If I have a first-order theory $T$ with a constant symbol $c$ in its language, does this implicitely imply that I have to include the following axiom into $T$?
$$\exists x[x=c]$$
More generally, for an n-ary function symbol $f$, do we have to include the following axiom?
$$\forall y_1,...,y_n\exists x[f(y_1,...,y_n)=x]$$
It depends on your definitions and rules of inference. In the usual system, an $L$-structure must make assignments for all of the symbols in $L$; in particular, for $M$ to be an $L$-structure for a language $L$ containing constant symbols, it must identify what those constant symbols refer to, and therefore cannot be empty.
Likewise, most systems of inference allow the following reasoning: $c = c$ by the definition of $=$; therefore $(\exists x)(x = c)$.
So, yes, $T$ must include $(\exists x)(x = c)$ (if you want $T$ to be a complete and consistent theory). But I'm not sure I would count it as an axiom; it's a consequence of the rules of derivation, as much as "$P \vee \neg P$" is.
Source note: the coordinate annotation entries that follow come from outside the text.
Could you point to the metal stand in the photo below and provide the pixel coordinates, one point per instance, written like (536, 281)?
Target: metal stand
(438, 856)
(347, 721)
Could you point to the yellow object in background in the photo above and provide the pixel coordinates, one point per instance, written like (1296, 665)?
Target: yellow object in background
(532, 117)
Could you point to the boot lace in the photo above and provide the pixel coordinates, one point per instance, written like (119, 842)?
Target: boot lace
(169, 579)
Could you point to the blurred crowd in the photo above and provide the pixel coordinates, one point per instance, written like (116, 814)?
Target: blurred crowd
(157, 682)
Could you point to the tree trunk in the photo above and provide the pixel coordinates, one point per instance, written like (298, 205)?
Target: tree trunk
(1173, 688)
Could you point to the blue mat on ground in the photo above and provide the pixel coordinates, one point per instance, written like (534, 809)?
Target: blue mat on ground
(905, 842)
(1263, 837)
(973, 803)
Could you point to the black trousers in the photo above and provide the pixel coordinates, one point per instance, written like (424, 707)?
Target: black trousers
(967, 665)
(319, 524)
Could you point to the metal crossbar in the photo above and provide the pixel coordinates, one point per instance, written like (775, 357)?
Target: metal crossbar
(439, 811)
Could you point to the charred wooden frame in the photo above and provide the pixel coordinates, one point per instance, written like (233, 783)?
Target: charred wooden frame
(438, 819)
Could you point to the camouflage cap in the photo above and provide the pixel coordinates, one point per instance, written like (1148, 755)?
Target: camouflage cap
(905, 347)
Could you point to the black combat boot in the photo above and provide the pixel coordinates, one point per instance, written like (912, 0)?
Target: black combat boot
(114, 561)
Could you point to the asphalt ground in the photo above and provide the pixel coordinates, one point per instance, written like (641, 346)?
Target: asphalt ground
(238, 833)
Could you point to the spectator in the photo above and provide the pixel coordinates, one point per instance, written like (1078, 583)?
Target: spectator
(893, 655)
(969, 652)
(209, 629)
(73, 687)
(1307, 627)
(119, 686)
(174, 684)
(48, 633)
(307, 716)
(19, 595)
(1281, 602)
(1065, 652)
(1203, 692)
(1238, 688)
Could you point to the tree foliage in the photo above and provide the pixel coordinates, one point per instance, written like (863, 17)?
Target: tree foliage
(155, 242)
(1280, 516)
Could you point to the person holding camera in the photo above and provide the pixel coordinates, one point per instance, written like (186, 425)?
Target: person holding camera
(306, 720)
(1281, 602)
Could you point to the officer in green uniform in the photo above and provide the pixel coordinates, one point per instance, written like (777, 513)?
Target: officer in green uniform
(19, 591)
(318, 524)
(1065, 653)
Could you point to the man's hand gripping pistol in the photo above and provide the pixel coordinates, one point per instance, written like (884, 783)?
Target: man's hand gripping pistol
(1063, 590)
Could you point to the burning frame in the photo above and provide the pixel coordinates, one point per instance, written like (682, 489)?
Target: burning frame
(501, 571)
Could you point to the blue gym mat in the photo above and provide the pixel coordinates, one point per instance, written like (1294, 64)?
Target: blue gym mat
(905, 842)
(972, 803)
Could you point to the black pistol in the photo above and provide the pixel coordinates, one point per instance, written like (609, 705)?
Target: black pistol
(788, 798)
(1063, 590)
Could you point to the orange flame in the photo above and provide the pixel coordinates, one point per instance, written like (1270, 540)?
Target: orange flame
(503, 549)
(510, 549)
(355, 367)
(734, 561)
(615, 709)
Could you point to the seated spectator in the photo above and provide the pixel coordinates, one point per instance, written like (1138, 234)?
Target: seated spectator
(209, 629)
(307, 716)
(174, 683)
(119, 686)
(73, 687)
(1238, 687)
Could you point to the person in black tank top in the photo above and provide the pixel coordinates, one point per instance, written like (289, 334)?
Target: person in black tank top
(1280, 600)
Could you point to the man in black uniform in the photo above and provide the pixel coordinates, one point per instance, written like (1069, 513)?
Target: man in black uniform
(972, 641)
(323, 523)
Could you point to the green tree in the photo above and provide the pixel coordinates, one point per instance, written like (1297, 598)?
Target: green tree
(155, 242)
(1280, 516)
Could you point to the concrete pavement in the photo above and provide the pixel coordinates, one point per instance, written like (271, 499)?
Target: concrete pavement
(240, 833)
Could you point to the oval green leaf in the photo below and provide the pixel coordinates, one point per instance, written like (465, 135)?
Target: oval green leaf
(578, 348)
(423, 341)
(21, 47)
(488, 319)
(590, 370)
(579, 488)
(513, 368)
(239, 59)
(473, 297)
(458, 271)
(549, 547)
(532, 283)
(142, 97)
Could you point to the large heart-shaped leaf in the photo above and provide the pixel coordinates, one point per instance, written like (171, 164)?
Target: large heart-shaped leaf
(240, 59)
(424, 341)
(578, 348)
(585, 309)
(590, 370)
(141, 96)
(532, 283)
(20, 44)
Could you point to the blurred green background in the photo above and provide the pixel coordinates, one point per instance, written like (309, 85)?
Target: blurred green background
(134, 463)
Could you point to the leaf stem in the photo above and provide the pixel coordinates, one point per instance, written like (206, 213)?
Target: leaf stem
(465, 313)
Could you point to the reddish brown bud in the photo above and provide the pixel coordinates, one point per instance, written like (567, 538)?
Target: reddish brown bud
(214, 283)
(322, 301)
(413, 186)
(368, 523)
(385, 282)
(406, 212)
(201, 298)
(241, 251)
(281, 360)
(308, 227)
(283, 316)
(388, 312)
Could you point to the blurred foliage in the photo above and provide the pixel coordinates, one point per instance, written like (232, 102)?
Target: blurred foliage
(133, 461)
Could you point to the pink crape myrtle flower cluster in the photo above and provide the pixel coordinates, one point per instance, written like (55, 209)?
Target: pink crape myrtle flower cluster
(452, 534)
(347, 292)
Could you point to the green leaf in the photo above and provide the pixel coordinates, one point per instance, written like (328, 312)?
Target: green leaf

But! There's no reason we have to have these rules. We could say that an $L$-structure need not make these assignments. In that case, the usual system of inference is unsound (because it proves $(\exists x)(x = c)$) so we would need a new system. I'd recommend one in which $c = c$ is replaced by $(\exists x)(x = c) \to c = c$. Under these definitions, a constant symbol doesn't necessarily preclude the empty universe.